Coisas como: “Homem não chora”, “Boneca é coisa de menina”, “Engole esse choro”, “Isso é coisa de menininha”, entre outras frases comuns, dão a falsa sensação de que eles estão mais preparados emocionalmente (ou tem que estar) do que as meninas para suportarem algumas situações e é justamente aí que mora o perigo. Muito além de questões de rosa ou azul, boneca ou carrinhos… Por que criar meninos pode exigir um suporte emocional muito maior?

A muito tempo, pesquisas vem abordando as diferenças de gênero no cérebro. Em um estudo chamado “O homem frágil”, de Sebastian Kraemer (leia original em língua inglesa aqui), ele afirma que os cérebros dos bebês meninos são realmente mais frágeis do que os das bebês meninas, pois, ainda no útero, os cérebros dos meninos captam mais coisas como depressão e estresses maternos.

Outro artigo do PsychologyToday afirma que meninos têm níveis mais altos de cortisol (o hormônio do estresse) que as meninas apresentam, após um parto complicado, uma separação pós parto brusca ou ainda quando não percebe esse amor de sua mãe.

Além disso, essas pesquisas mostram que cérebros das meninas têm uma vantagem precoce que permanece com elas durante a infância, enquanto que nos meninos, isso vai se desenvolvendo, por isso parece que as meninas “se desenvolvem” mais rápido, no geral.

À medida que os meninos vão crescendo, isso deveria ir se equilibrando, porém, em caso de falta de apoio emocional,esse desenvolvimento se compromete. Há certas diretrizes que dizem que os meninos são mais propensos a dislexia e à dificuldades de leitura, tornando a escola e a aprendizagem difíceis. Os meninos também são mais propensos a ter transtorno de conduta de início da infância e são duas a três vezes mais propensos a ter TDAH do que as meninas. O Huffington Post do Canadá recentemente afirmou que, na idade adulta, os homens canadenses são três vezes mais propensos a cometer suicídio do que as mulheres.

Embora esteja claro que pode haver diferenças de gênero nas estruturas cerebrais e de desenvolvimento, o cérebro também é fortemente moldado pela experiência – a neuroplasticidade. Ou seja, meninos precisam de MUITO AMOR TAMBÉM, compreensão e direito a chorar, pois homem também chora SIM!

A pesquisa de Kraemer  aponta que os pais costumam a nutrir seus bebês meninos com menos atenção e carinho do que fazem com suas meninas (tem um estudo similar aqui no site) e, em partes, é porque os pais de meninos são mais exigentes, o que pode causar mais distância entre o pais e o filho, potencialmente causando problemas na jornada de desenvolvimento desse ser.

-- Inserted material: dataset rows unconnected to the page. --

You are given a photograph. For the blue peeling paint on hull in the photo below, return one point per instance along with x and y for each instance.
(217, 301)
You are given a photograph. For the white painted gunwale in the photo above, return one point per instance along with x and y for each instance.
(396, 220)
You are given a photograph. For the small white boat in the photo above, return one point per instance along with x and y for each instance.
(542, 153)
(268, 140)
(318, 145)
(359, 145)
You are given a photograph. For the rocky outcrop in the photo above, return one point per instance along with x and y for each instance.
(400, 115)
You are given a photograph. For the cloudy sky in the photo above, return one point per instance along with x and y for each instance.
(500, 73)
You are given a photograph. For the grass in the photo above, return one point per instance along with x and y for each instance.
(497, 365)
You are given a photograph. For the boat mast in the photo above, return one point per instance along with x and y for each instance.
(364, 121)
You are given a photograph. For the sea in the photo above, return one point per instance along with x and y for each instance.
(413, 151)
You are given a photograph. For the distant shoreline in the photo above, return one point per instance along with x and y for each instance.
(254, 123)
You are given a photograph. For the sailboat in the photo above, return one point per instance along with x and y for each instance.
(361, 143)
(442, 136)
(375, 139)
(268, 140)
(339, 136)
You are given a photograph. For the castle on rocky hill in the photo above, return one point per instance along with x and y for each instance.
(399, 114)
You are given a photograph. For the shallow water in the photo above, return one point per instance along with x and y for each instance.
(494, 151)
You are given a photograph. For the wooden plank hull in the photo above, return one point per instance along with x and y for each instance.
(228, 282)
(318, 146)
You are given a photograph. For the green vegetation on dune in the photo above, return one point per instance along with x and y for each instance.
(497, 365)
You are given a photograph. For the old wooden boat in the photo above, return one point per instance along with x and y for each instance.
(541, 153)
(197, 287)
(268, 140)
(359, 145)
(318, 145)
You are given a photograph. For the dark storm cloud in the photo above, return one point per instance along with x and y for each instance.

Coisas como: “Homem não chora”, “Boneca é coisa de menina”, “Engole esse choro”, “Isso é coisa de menininha”, entre outras frases comuns, dão a falsa sensação de que eles estão mais preparados (ou tem que estar) emocionalmente do que as meninas para suportarem algumas situações e é justamente aí que mora o perigo.

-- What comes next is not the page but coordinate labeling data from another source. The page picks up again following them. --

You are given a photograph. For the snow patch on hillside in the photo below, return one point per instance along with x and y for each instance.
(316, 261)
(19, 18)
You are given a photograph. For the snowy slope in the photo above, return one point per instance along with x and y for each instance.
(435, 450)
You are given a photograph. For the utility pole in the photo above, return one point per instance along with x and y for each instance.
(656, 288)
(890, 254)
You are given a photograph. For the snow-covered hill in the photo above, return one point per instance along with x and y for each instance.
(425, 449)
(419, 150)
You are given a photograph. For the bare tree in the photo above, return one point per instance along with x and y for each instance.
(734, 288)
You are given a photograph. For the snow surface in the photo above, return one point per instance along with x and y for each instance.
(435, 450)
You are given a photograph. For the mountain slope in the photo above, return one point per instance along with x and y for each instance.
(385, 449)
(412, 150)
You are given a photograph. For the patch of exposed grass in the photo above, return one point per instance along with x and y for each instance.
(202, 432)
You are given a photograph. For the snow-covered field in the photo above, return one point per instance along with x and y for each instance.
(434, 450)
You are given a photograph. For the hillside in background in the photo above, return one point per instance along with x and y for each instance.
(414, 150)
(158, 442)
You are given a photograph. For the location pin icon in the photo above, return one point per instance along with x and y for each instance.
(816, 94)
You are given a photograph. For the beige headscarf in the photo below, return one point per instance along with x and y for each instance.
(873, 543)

Há um estereótipo cultural muito prejudicial, que enxerga meninos como sendo naturalmente o sexo mais forte e, com isso, os pais simplesmente fornecem menos base emocional para eles do que para meninas, por assumirem que seus filhos simplesmente não precisam disso, afirma o estudo.

E são exatamente estes estereótipos masculinos tóxicos que são reforçados em meninos e podem prejudicá-los como adultos, pois são ensinados  desde cedo que expressar suas emoções é feio, olha só que repressão, causando danos a longo prazo às suas relações entre si e com pessoas de outros gêneros.

Então, nossos meninos estão recebendo um duplo golpe: eles têm o cérebro mais vulneráveis e recebem menos apoio emocional de seus pais. Com colo, amor e sem essa besteira de sexo forte ou frágil, tudo tende a ser melhor!